When they serve process, sheriffs and chief deputy sheriffs function as independent contractors rather than employees under the common law definition. See IRS Rev. Rul. 70-574, 1970-2 C.B. 222 (process servers who serve legal papers for a company on behalf of various attorneys are not employees of the company for FICA purposes, by application of the common law guidelines for employment status). Notably, they may be hired to serve process by the State or by third parties. When process is served for the State, sheriffs and chief deputy sheriffs are paid on a vendor payment system utilized for all independent contractors doing business with the State.

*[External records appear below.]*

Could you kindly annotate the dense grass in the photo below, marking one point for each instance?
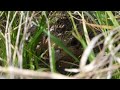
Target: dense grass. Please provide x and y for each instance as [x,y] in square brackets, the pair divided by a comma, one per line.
[84,45]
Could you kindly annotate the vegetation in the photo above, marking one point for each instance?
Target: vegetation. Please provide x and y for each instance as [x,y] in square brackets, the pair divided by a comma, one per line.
[59,44]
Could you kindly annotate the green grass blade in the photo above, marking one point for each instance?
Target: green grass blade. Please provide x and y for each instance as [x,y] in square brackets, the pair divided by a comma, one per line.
[60,43]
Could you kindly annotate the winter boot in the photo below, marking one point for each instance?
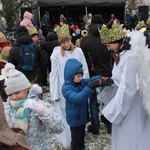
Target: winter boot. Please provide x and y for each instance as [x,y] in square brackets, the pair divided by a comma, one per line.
[12,138]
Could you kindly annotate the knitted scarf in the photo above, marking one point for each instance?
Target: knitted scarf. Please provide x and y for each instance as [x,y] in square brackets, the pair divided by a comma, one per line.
[22,114]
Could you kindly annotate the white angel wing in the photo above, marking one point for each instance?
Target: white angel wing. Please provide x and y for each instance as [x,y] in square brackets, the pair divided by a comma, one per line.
[142,55]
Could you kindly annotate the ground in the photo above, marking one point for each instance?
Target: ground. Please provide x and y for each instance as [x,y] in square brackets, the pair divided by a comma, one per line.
[92,142]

Thus, although section 5-187 concludes that sheriffs and chief deputy sheriffs are not employees of the State in regard to all (non-Judicial Department payroll) fees, they are nonetheless functioning as common law employees when they perform their duties, with the exception of service of process. Therefore, because chief deputy sheriffs who earn fees pursuant to Conn. Gen. Stat. §§ 6-41, 6-43, and 6-34 are functioning as common law employees of the State, such fees are covered by the State's section 218 agreement. Consequently, the State must report chief deputy sheriffs' earning from such fees, in addition to their salaries, to the SSA for purposes of Social Security coverage.

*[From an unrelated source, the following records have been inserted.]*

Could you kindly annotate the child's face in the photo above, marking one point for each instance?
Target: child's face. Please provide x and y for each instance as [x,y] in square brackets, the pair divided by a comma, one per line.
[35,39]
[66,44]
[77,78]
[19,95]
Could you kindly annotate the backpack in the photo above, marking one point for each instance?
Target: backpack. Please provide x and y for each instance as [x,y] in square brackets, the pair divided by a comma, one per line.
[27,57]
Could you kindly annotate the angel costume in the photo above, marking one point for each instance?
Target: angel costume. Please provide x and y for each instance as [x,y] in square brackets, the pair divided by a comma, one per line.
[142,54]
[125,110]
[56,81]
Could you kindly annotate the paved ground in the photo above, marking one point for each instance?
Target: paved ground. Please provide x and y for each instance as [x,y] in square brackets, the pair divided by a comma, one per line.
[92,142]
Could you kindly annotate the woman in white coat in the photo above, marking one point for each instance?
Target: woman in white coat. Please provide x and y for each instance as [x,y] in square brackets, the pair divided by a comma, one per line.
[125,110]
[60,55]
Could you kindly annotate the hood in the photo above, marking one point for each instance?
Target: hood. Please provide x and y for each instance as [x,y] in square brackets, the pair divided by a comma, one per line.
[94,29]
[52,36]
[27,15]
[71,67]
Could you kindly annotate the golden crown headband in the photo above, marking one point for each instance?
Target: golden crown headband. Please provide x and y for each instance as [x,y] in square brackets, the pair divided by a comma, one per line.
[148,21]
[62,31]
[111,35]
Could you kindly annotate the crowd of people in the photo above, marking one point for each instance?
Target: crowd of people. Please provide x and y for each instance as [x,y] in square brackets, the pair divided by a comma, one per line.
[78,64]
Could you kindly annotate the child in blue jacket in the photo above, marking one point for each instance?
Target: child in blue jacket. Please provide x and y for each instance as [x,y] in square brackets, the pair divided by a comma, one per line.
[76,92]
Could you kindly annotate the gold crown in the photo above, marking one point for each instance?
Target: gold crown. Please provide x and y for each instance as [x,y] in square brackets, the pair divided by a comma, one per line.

In contrast, because sheriffs and chief deputy sheriffs are functioning as independent contractors when they serve process, earning from such activities should not be reported to the SSA by the State.

Very truly yours,

RICHARD BLUMENTHAL
ATTORNEY GENERAL

Judith A. Brown
Assistant Attorney General

RB/JAB/bjg


1 Modification 62 (app. April 1, 1958) to the State's section 218 agreement specifically added coverage for members of the State Employees Retirement System but could not be implemented because the original agreement only covered municipal employees. Consequently, Modification 65 was passed to extend coverage to both state and municipal employees, except those specifically excluded. Mod. 65, app. May 20, 1958. Modification 68 excluded services compensated on a fee basis. Mod. 68, app. May 29, 1958. However, where a government employer may exclude from coverage services paid on a fee basis, such exclusion is limited t those positions compensated entirely by fee. 28 Conn. Op. Atty. Gen. 159 (1954). Thus, a governmental employee compensated by both such salary and fee. Id.

2 At the time section 5-187 was enacted, fees were paid on a Judicial Department payroll for court attendance, cell block supervision, metal detection, and riot control. Effective January 1, 1981, court attendance fees became payable through the Comptroller's business office payroll unit, and cell block, metal detection, and riot control fees through the sheriff's office as vendor payments.

3 Sheriffs need not collect from the State fees which would subsequently be delivered by the sheriffs to the State. Conn. Gen. Stat. § 6-33.

4 The State's section 218 agreement, as amended on March 31, 1958, refers to the definition of "employee" as defined in section 210 (k) of the Social Security Act. Such definition is currently contained in section 410(j) of the Act. 42 U.S.C.A. § 410(j) (1990).

5 The IRS ruling provides a comprehensive analysis of the common law definition of employee as applied to deputy and special deputy sheriffs when performing the duties of prisoner transport, courtroom security, and jury sequestration.